An international research group consisting of scientists from the Max Planck Institute for Empirical Aesthetics, New York City, and the Max Planck NYU Center for Language, Music and Emotion or CLaME recently discovered a paradoxical relationship between emotions and how they are perceived.
A ScienceDaily report said, a facial expression or a voice's sound can say so much about the emotional state of a person, as well as the manner they are revealing is dependent on the intensity of the feeling.
The issue being raised now is, if it is actually true, that the stronger an emotion, the more comprehensible it is.
Essentially, emotions differ in their intensity. An individual being attacked by a house cat may well feel afraid although certainly, his fear would be even stronger if a tiger or lion were attacking him.
Emotions' Levels of Strength
Consequently, people's emotions vary in terms of levels of strength.
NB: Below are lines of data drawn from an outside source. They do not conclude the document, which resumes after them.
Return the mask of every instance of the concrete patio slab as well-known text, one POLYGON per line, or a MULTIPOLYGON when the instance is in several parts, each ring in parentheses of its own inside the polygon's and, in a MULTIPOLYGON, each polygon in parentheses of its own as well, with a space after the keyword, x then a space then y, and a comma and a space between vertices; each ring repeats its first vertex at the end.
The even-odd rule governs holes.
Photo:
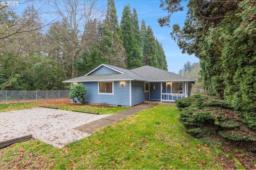
POLYGON ((91 135, 73 128, 109 115, 42 107, 1 112, 0 141, 32 134, 34 138, 61 148, 91 135))

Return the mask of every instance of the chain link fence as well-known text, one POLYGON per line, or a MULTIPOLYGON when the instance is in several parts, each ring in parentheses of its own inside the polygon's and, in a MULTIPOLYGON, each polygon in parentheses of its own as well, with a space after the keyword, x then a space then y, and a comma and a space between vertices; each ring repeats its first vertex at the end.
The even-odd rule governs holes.
POLYGON ((68 99, 70 90, 0 91, 0 103, 68 99))

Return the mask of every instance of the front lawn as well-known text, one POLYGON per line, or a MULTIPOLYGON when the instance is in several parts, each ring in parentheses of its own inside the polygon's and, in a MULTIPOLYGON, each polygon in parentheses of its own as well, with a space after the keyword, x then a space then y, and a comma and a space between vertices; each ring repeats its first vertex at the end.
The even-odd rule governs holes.
POLYGON ((58 107, 60 110, 72 111, 73 110, 86 110, 99 112, 100 114, 115 113, 125 110, 128 107, 108 107, 83 105, 77 103, 71 103, 70 99, 55 99, 40 101, 37 102, 26 103, 13 103, 0 104, 0 112, 38 107, 40 106, 48 106, 58 107))
POLYGON ((58 149, 36 140, 0 150, 1 169, 220 169, 224 154, 185 132, 176 106, 158 105, 58 149))

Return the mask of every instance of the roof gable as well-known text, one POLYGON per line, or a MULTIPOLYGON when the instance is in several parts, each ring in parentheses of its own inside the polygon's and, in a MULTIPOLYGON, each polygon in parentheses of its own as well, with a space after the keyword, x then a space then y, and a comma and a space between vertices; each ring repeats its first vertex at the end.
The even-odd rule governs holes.
POLYGON ((94 75, 108 74, 110 74, 124 73, 124 72, 110 67, 106 64, 102 64, 85 75, 84 76, 89 75, 92 76, 94 75))

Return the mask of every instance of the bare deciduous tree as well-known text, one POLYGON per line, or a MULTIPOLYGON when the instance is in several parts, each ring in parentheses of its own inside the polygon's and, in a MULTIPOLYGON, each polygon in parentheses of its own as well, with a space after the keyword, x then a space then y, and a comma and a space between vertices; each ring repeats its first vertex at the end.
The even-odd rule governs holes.
POLYGON ((54 4, 56 14, 60 16, 60 21, 66 27, 55 33, 61 35, 62 39, 67 41, 60 43, 53 39, 48 39, 49 47, 58 48, 62 56, 60 58, 56 54, 50 54, 55 55, 57 60, 65 65, 62 68, 67 69, 70 74, 66 78, 74 78, 77 73, 73 64, 80 59, 84 50, 98 41, 97 23, 103 16, 103 9, 97 0, 56 0, 54 4))

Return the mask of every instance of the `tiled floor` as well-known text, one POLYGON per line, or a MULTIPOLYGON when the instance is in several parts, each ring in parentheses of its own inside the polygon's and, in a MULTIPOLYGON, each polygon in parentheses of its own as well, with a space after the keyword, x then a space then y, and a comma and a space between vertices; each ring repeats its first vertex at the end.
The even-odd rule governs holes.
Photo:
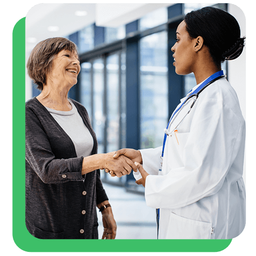
MULTIPOLYGON (((116 239, 156 239, 156 210, 146 206, 144 196, 103 183, 111 204, 117 229, 116 239)), ((103 233, 101 214, 98 212, 99 238, 103 233)))

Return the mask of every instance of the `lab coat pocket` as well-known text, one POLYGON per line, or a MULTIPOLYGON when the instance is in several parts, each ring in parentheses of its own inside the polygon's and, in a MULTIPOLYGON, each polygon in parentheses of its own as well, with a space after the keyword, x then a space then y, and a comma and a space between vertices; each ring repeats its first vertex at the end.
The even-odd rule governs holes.
POLYGON ((174 132, 171 137, 168 136, 167 162, 171 169, 184 166, 184 151, 189 134, 174 132))
POLYGON ((211 223, 196 221, 171 212, 168 239, 210 239, 211 223))

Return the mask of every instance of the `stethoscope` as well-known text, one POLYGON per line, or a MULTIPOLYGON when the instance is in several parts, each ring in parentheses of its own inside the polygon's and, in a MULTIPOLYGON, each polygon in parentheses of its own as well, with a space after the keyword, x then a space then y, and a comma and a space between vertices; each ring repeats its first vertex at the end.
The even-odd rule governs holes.
MULTIPOLYGON (((196 101, 197 100, 197 99, 198 98, 198 96, 199 94, 205 89, 206 87, 209 86, 210 84, 214 82, 215 82, 217 80, 219 79, 221 77, 225 77, 226 76, 225 76, 224 74, 224 72, 223 70, 221 70, 221 71, 219 71, 218 72, 216 72, 216 73, 214 74, 210 77, 209 77, 207 79, 206 79, 204 82, 202 83, 202 84, 199 86, 195 91, 192 92, 191 93, 191 94, 188 96, 188 97, 183 101, 183 102, 181 104, 181 105, 175 111, 174 113, 173 114, 170 120, 169 121, 169 122, 168 123, 168 124, 167 125, 167 127, 165 129, 164 129, 164 138, 163 140, 163 149, 162 150, 162 155, 160 157, 160 158, 162 159, 162 164, 161 165, 162 166, 162 161, 163 161, 163 153, 164 152, 164 147, 165 146, 165 142, 166 142, 166 138, 167 136, 172 136, 170 135, 170 134, 172 133, 174 131, 175 131, 175 130, 177 129, 178 126, 180 124, 180 123, 183 121, 183 120, 186 117, 186 116, 187 115, 187 114, 191 111, 191 110, 192 109, 192 108, 193 108, 193 106, 195 105, 195 103, 196 103, 196 101), (176 126, 175 128, 173 129, 172 132, 168 133, 168 130, 170 126, 170 124, 173 122, 174 119, 176 118, 176 117, 178 116, 178 114, 179 114, 178 112, 179 112, 179 111, 182 109, 183 106, 184 105, 185 103, 189 99, 191 99, 191 98, 195 97, 195 98, 194 99, 193 102, 190 105, 190 107, 189 108, 189 109, 188 110, 188 111, 186 113, 185 116, 182 118, 182 119, 180 121, 179 123, 176 126), (177 115, 176 115, 177 114, 177 115), (175 117, 174 118, 174 117, 175 116, 175 117)), ((160 171, 162 170, 162 169, 159 169, 160 171)), ((159 220, 160 218, 160 209, 156 209, 156 213, 157 213, 157 238, 158 239, 158 228, 159 228, 159 220)))
POLYGON ((215 82, 217 80, 219 79, 221 77, 225 77, 226 76, 224 74, 224 72, 223 70, 221 70, 221 71, 218 71, 218 72, 216 72, 216 73, 214 74, 210 77, 209 77, 207 79, 206 79, 202 84, 198 87, 195 91, 192 92, 191 94, 183 101, 183 102, 181 104, 181 105, 176 110, 176 111, 174 112, 174 113, 173 114, 172 116, 172 117, 170 119, 170 120, 169 121, 169 122, 168 123, 168 124, 167 125, 167 127, 166 129, 164 129, 164 140, 163 140, 163 149, 162 151, 162 156, 161 157, 161 158, 162 159, 163 157, 163 153, 164 151, 164 147, 165 146, 165 142, 166 140, 166 138, 167 136, 170 136, 171 137, 172 135, 170 135, 178 127, 178 126, 180 124, 180 123, 183 120, 183 119, 186 117, 186 116, 187 115, 187 114, 191 111, 191 110, 192 109, 192 108, 193 106, 195 105, 195 103, 196 103, 196 101, 197 100, 197 99, 198 98, 198 96, 199 94, 207 87, 208 87, 210 84, 212 83, 213 82, 215 82), (180 111, 182 109, 183 106, 185 105, 185 103, 189 99, 191 99, 191 98, 195 97, 194 99, 193 102, 191 104, 189 109, 188 110, 188 111, 186 113, 185 116, 182 118, 182 119, 180 121, 179 123, 175 126, 175 127, 172 130, 171 132, 168 132, 168 130, 169 128, 170 127, 170 125, 172 123, 173 123, 173 121, 175 119, 175 118, 177 117, 178 116, 178 114, 179 114, 180 111), (177 114, 177 115, 176 115, 177 114))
But how is it affecting one's ability to conclude meaning from how a certain feeling is expressed?
This study on emotion has thus far assumed that expressions of emotions turn out to be more unique as their intensity rises. Nonetheless, there is a little empirical evidence to back this intuitive-sounding idea.
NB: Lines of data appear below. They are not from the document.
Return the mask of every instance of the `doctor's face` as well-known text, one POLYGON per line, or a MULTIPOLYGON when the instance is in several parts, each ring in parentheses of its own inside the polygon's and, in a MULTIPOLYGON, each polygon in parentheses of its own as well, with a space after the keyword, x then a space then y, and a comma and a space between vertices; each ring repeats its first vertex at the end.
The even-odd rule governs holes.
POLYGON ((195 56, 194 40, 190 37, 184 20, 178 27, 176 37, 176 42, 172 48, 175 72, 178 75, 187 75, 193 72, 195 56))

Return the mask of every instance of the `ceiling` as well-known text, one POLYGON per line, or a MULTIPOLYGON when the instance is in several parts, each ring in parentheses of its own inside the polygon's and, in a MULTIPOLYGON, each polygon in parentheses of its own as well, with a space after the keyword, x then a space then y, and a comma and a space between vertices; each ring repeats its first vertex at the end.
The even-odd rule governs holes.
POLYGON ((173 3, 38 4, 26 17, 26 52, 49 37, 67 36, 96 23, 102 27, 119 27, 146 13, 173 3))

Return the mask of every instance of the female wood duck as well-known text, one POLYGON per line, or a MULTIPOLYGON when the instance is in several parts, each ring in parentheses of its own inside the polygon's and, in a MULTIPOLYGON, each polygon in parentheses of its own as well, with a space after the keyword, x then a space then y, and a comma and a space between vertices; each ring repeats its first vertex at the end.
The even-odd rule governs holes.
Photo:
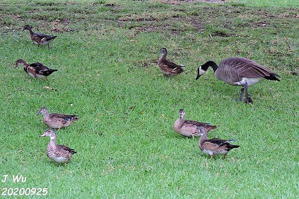
POLYGON ((31 29, 31 27, 28 25, 24 25, 22 31, 25 30, 29 30, 30 38, 34 43, 37 45, 38 47, 40 45, 47 45, 48 50, 50 50, 49 43, 57 37, 57 36, 48 35, 44 33, 34 32, 31 29))
POLYGON ((162 55, 158 62, 158 65, 162 72, 165 75, 173 76, 179 75, 185 71, 184 66, 178 65, 173 62, 168 61, 166 59, 167 56, 167 49, 166 48, 161 48, 160 53, 161 53, 162 55))
POLYGON ((25 72, 34 78, 46 78, 53 73, 53 72, 58 71, 58 70, 56 69, 50 69, 42 64, 38 62, 28 64, 23 59, 18 59, 16 60, 14 68, 19 65, 22 65, 24 67, 25 72))
POLYGON ((224 155, 224 158, 226 154, 234 148, 239 148, 240 146, 233 145, 230 142, 236 140, 221 140, 218 138, 207 139, 207 131, 204 128, 199 127, 198 133, 200 133, 201 137, 199 139, 198 146, 199 148, 204 153, 210 155, 210 157, 214 155, 224 155))
POLYGON ((74 121, 79 119, 78 115, 69 115, 59 113, 49 114, 48 110, 45 107, 39 109, 37 115, 40 114, 43 114, 42 120, 45 124, 50 128, 58 128, 58 130, 69 126, 74 121))
POLYGON ((53 130, 47 129, 39 137, 49 136, 50 142, 48 144, 46 153, 47 156, 57 163, 63 163, 70 160, 73 154, 77 153, 74 149, 66 146, 57 145, 56 143, 56 133, 53 130))
POLYGON ((173 124, 174 131, 186 137, 200 136, 198 127, 203 127, 207 132, 216 129, 216 126, 212 126, 208 123, 202 123, 196 121, 185 120, 185 111, 181 109, 179 111, 179 117, 173 124))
In connection to this, a team of researchers from Frankfurt am Main and New York have now, for the first time, methodically examined the emotional intensity's role.
In a similar report, Times Now reported, the study authors gathered a multitude of nonverbal vocalizations which include screams, sighs, groans and laughter, among others.
Such sounds all express different positive and negative feelings that range from minimal to maximal emotional intensity.
The researchers then investigated how listeners perceived these sounds differently according to the emotional intensity they expressed.
The Paradoxical Relationship
The research team came to an astonishing conclusion. Initially, as the emotions' intensity increased, the ability of the participants to judge them improved, as well, achieving a sort of "sweet spot" in perceiving moderate to strong feelings.
Then the emotions turned out maximally strong, though, their legibility lessened quite considerably. Natalie Holz, the study's lead author from the Max Planck Institute for Empirical Aesthetics said, counterintuitively, they found that extremely intense emotions are not the simplest to conclude meaning from. They are in fact, the vaguest of all.
And the paradox here is that, for tremendously intense emotions, neither their distinct categories like a surprise and victory nor valences, like pleasantness and unpleasantness, could be reliably distinguished; nor could they be categorized as being either more positive or negative.
Paradoxical Role of Emotional Intensity
However, both the intensity itself and the state of arousal were consistently and clearly perceived. In relation to this, Holz proposed a reason for this.
Specifically, he said, at the strongest intensity, the most essential job might be to identify big events to analyze relevance. A more fine-grained assessment of affective meaning, Holz elaborated, "may be secondary."
The team's study, The paradoxical role of emotional intensity in the perception of vocal affect, published in the Scientific Reports journal, makes clear that emotional the emotional intensity is a domineering factor in people's perception of emotion, although in a far more multifaceted way compare to what was previously thought.
This postures a challenge to dominant theories of emotion. The research of emotional intensity, as well as the peak of emotions, specifically, can enrich the understanding of affective experience, and the manner emotion is communicated.